Calling the previous walkabout a “success”, the party said that nearly 300 party members and supporters walked the ground, meeting Singaporeans “from all walks of life” and listening to residents’ concerns.
Dr Tan also noted that the aim of the first walkabout “was to reach out to Singaporeans, keep them informed about our new PSP party and connect with them”.
Before the first official walkabout was conducted, PSP had informed other opposition parties regarding its plans via “a friendly courtesy noted”, said party assisted secretary-general Anthony Lee.
Mr Lee told reporters after the first walkabout that the other opposition parties had “wished them well” in response to the note.
Highlighting the prospect of working together with opposition parties in Singapore, Mr Lee said that the possibility of doing so “allows us to exercises more options, whichever will benefit people the most”
PSP is a new political party set up by Dr Tan Cheng Bock and it received formal approval from the Registry of Societies on 28 March 2019. Dr Tan had made the application to form PSP earlier this year on 16 Jan alongside “twelve likeminded Singaporeans” including “some ex-PAP cadres”. The symbol of the party which was unveiled in April is a red palm tree.

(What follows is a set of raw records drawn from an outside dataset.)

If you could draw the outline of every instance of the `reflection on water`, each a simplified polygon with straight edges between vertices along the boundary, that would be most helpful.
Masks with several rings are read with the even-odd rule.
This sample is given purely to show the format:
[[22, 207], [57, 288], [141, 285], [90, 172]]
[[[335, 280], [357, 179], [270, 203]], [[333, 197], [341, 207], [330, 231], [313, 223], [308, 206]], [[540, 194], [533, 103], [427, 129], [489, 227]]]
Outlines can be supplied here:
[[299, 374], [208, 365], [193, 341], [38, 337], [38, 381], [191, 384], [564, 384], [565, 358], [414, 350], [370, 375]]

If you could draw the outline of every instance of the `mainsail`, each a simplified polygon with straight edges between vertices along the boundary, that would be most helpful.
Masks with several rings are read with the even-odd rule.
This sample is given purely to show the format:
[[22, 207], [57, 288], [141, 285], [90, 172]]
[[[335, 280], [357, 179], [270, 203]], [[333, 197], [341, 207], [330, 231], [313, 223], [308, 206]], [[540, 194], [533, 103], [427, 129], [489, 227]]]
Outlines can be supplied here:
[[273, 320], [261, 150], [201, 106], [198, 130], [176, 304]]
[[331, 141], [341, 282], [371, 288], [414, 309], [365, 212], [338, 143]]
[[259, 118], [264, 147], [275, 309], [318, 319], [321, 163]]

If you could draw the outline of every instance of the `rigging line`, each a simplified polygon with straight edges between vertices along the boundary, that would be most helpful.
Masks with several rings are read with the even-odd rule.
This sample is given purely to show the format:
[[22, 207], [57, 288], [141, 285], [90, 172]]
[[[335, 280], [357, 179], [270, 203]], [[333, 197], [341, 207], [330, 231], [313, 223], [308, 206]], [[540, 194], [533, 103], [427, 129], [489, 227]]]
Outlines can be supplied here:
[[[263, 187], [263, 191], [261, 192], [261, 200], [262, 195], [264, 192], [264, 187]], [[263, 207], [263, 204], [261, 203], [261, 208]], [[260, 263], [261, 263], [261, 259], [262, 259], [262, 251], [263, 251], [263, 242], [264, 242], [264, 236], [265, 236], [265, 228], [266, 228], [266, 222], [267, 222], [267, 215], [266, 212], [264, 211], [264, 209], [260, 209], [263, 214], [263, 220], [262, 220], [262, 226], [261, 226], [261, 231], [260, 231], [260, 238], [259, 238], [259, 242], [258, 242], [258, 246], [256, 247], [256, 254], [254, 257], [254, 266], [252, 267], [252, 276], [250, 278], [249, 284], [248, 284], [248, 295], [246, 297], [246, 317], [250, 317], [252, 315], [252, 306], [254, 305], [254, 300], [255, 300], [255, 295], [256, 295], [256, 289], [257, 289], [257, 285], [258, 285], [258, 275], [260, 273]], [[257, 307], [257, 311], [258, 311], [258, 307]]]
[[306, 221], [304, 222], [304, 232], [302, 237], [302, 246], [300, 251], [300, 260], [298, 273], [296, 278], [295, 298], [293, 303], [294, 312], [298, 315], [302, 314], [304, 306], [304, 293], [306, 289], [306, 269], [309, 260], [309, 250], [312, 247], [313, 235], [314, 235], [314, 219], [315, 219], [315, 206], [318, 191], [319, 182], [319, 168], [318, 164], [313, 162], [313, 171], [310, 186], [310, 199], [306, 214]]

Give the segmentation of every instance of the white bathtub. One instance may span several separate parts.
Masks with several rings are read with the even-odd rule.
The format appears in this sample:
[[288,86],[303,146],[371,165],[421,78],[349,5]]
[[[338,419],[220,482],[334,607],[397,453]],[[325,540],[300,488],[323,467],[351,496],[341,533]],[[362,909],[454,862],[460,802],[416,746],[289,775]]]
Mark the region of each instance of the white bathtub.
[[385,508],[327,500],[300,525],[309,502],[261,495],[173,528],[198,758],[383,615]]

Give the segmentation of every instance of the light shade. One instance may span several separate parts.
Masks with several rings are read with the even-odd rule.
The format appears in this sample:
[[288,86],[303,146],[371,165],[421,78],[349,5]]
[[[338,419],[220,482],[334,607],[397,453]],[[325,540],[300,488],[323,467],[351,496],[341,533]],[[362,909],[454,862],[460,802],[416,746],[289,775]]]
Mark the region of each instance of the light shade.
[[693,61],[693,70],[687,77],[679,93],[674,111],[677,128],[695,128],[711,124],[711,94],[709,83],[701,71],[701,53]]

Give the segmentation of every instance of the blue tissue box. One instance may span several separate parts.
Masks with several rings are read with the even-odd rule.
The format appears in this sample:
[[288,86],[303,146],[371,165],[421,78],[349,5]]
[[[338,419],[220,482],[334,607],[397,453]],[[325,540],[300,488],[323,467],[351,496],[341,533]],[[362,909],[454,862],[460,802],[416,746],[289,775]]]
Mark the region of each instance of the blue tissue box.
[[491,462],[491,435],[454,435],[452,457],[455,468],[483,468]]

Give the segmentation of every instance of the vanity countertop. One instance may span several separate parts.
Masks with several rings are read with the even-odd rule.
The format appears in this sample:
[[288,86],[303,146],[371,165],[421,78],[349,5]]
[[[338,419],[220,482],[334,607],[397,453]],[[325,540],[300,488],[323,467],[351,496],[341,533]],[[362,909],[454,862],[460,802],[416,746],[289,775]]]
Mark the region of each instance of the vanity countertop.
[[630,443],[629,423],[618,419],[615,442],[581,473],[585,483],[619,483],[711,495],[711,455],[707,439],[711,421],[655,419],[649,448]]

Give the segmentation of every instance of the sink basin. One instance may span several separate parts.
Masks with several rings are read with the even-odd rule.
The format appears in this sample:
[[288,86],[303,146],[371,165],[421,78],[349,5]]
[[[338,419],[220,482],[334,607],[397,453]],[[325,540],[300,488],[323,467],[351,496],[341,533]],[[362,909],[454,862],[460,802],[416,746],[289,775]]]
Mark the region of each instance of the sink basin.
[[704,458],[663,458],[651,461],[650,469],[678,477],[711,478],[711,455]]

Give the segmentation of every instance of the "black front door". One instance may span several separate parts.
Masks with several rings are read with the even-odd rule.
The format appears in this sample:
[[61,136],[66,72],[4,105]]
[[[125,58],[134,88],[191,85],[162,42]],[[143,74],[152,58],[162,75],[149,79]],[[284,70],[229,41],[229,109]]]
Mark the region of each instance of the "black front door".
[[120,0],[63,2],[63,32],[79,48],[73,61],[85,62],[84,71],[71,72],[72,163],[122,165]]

During PSP’s official launch at the Swissotel Merchant Court Hotel in early September, Dr Tan shared his thoughts on the current state of affairs in Singapore and what his party aspires to address in the future, such as rising cost of living, healthcare delivery system, fertility rate, and employment.
Dr Tan also called upon Singaporeans – young and old – to come forward and join him “in making a difference to Singapore”.